A Picture of My Niece Who Has the Consumption
A picture that tells a sad story (either in the photo or written on the back) for the Vintage Photos Theme Park.

The woman at left on the front of this real photo postcard is Jennie B. Dorsey, who was visiting her aunt (her father's sister), Mrs. Amanda J. (Dorsey) Watkins, in Clarksburg, West Virginia, in 1911 (mouse over the image above for a close-up view of the women).

As Amanda wrote on the back of the card, "This is a picture of my niece who has the consumption," which was another term for tuberculosis, an incurable infectious disease at the time. On the front of the card, Amanda added, "She has been failing ever since she returned to her home in Scranton, Pa."

Sadly, Jennie did pass away the following year on April 3, 1912. She was only 24 years old, and her death certificate listed the cause of her death as pulmonary tuberculosis.

This real photo postcard was postmarked in Columbus, Ohio, on July 13, 1911. It was addressed to Miss Lizzie Seitz, Post Office Box, Muncie, Ind.

Message on the front of the postcard:

Jennie Dorsey & Mrs. Watkins in Clarksburg, W.Va. She has been failing ever since she returned to her home in Scranton, Pa.
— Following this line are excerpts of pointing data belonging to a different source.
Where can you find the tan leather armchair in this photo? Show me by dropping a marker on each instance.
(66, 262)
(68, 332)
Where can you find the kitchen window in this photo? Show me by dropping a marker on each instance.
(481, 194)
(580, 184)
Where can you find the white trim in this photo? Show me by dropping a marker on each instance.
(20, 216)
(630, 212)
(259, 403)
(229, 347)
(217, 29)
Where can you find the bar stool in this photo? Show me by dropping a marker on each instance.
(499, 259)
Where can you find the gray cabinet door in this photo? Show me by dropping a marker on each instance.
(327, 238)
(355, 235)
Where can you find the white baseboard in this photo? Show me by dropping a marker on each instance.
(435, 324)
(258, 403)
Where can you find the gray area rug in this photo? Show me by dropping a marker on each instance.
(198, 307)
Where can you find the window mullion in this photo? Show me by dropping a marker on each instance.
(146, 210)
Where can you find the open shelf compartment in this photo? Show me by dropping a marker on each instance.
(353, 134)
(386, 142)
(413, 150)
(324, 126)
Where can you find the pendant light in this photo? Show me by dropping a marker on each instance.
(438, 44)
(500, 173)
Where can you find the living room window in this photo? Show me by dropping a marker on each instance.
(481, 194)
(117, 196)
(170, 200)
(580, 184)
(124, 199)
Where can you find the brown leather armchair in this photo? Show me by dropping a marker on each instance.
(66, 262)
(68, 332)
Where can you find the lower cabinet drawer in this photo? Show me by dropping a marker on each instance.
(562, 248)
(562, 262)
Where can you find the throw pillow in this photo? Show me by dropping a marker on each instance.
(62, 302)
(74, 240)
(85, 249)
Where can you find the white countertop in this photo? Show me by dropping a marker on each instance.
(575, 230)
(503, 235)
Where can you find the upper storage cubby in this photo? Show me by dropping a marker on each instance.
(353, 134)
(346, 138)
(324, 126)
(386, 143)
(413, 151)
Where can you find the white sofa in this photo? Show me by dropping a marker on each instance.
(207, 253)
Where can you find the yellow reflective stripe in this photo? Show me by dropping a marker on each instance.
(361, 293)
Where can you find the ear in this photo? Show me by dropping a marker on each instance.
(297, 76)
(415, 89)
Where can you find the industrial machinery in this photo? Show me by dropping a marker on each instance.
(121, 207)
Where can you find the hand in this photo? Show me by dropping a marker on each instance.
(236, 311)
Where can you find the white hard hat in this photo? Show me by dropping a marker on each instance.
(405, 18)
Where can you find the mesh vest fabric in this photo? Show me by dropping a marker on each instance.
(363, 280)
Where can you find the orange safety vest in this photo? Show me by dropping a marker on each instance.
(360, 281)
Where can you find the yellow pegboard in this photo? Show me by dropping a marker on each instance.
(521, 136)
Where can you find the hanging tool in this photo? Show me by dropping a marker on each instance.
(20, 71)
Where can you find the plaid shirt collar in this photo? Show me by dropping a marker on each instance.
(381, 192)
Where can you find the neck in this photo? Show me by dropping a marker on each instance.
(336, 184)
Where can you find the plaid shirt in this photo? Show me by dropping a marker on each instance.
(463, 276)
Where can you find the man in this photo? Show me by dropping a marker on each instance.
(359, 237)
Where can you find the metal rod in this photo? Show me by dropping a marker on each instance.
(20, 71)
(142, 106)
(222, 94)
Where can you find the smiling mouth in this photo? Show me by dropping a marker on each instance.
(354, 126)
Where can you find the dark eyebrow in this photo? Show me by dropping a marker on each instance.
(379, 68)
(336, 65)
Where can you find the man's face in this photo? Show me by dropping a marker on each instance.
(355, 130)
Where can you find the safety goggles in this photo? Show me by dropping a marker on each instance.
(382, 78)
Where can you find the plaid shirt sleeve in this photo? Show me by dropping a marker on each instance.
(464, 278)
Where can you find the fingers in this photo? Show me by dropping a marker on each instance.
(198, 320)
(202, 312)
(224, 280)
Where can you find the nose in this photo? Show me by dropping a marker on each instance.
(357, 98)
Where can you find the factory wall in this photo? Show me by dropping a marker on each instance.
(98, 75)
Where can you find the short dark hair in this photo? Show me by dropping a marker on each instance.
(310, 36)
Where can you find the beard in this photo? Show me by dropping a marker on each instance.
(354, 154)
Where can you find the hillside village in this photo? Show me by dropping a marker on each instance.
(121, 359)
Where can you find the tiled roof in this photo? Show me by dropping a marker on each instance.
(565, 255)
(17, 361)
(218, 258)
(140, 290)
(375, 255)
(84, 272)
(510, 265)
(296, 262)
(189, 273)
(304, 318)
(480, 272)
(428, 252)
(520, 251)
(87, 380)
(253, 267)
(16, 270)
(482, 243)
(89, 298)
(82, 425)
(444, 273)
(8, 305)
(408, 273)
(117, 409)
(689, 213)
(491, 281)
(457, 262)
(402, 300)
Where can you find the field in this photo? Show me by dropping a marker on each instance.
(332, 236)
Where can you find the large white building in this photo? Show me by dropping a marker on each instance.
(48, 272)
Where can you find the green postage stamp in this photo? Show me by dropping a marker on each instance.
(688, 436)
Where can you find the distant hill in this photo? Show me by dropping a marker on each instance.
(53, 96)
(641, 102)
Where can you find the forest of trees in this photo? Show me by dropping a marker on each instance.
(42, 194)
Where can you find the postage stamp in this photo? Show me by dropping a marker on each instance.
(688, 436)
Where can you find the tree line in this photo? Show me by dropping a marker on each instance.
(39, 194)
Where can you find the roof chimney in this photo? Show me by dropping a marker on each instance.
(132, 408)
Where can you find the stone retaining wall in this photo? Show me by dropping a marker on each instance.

Message on the other side:

Dear Miss Seitz,

This is a picture of my niece who has the consumption and I on our lawn, and this is the house we live in. We are at the camp for 2 days. We are not very well in body. Will write more in a letter soon. We all send love.

So sorry about your eyes. Use salt water diluted and get the juice of a grape vine. Be careful, don't use strong medicine. Be careful and rest them all you can. I cured mine with salt water.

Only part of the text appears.